Ricky Barden

No. 25, 26
- Positions: Cornerback, defensive halfback

Personal information
- Born: June 6, 1958 (age 68) Norfolk, Virginia, U.S.
- Listed height: 5 ft 9 in (1.75 m)
- Listed weight: 185 lb (84 kg)

Career information
- High school: Lake Taylor (Norfolk)
- College: North Carolina
- NFL draft: 1980: undrafted

Career history
- Atlanta Falcons (1980)*; Ottawa Rough Riders (1981–1986); Edmonton Eskimos (1987)*;
- * Offseason or practice squad member only

Awards and highlights
- 2× CFL East All-Star (1984–1985);

= Ricky Barden =

American football player (born 1958)

Ricky Antonio Barden (born June 6, 1958) is an American former professional football defensive back who played six seasons in the Canadian Football League (CFL) with the Ottawa Rough Riders. He played college football at the University of North Carolina at Chapel Hill.

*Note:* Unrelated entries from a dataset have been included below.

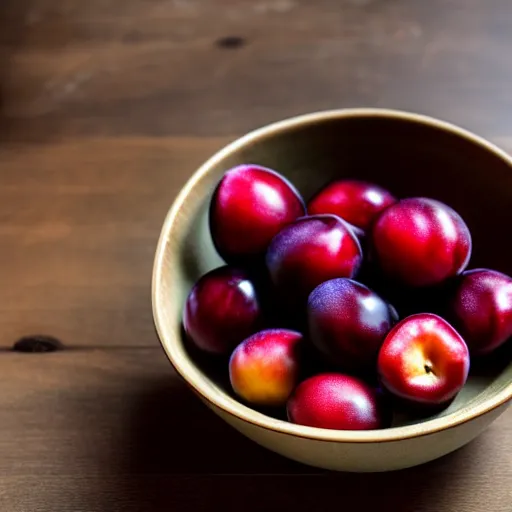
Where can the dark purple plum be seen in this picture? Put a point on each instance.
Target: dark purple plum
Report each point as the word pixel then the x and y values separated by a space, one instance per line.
pixel 221 310
pixel 250 205
pixel 310 251
pixel 348 323
pixel 481 309
pixel 358 202
pixel 421 242
pixel 336 401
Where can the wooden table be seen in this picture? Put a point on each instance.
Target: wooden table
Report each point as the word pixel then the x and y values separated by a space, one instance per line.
pixel 107 106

==Early life and college==
Ricky Antonio Barden was born on June 6, 1958, in Norfolk, Virginia. He attended Lake Taylor High School in Norfolk.

Barden was a four-year letterman for the North Carolina Tar Heels of the University of North Carolina at Chapel Hill from 1976 to 1979. He was a two-year starter at cornerback from 1977 to 1978 before moving to strong safety as a senior. He had 103 tackles and two interceptions in 1979, earning second-team All-American honors. Barden recorded college career totals of nine interceptions for 156 yards and 47 punt returns for 281 yards. He majored in recreation administration at North Carolina. His 1990 Tar Heels trading card states "Ricky Barden is regarded by many as the greatest defensive back in Carolina history."

==Professional career==
After going undrafted in the 1980 NFL draft, Barden signed with the Atlanta Falcons in May 1980. He was later released on August 4, 1980, before the team's first preseason game. He had reportedly suffered a pulled hamstring.

Barden was signed by the Ottawa Rough Riders of the Canadian Football League (CFL) on May 5, 1981. He was named a CFL East in both 1984 and 1985. He dressed in 72 games for the Rough Riders from 1981 to 1986, totaling 15 interceptions for 236 yards, 1.5 sacks, 13 fumble recoveries for 72 yards and two touchdowns, 38 kickoff returns for 860 yards, and 18	punt returns for 178 yards. Barden suffered a torn ACL midway through the 1986 season. He was in the option year of his contract at the time and also had well-documented personality differences with Ottawa head coach Joe Moss.

Barden signed with the Edmonton Eskimos of the CFL in 1987. He was released on June 19, 1987, before the start of the season.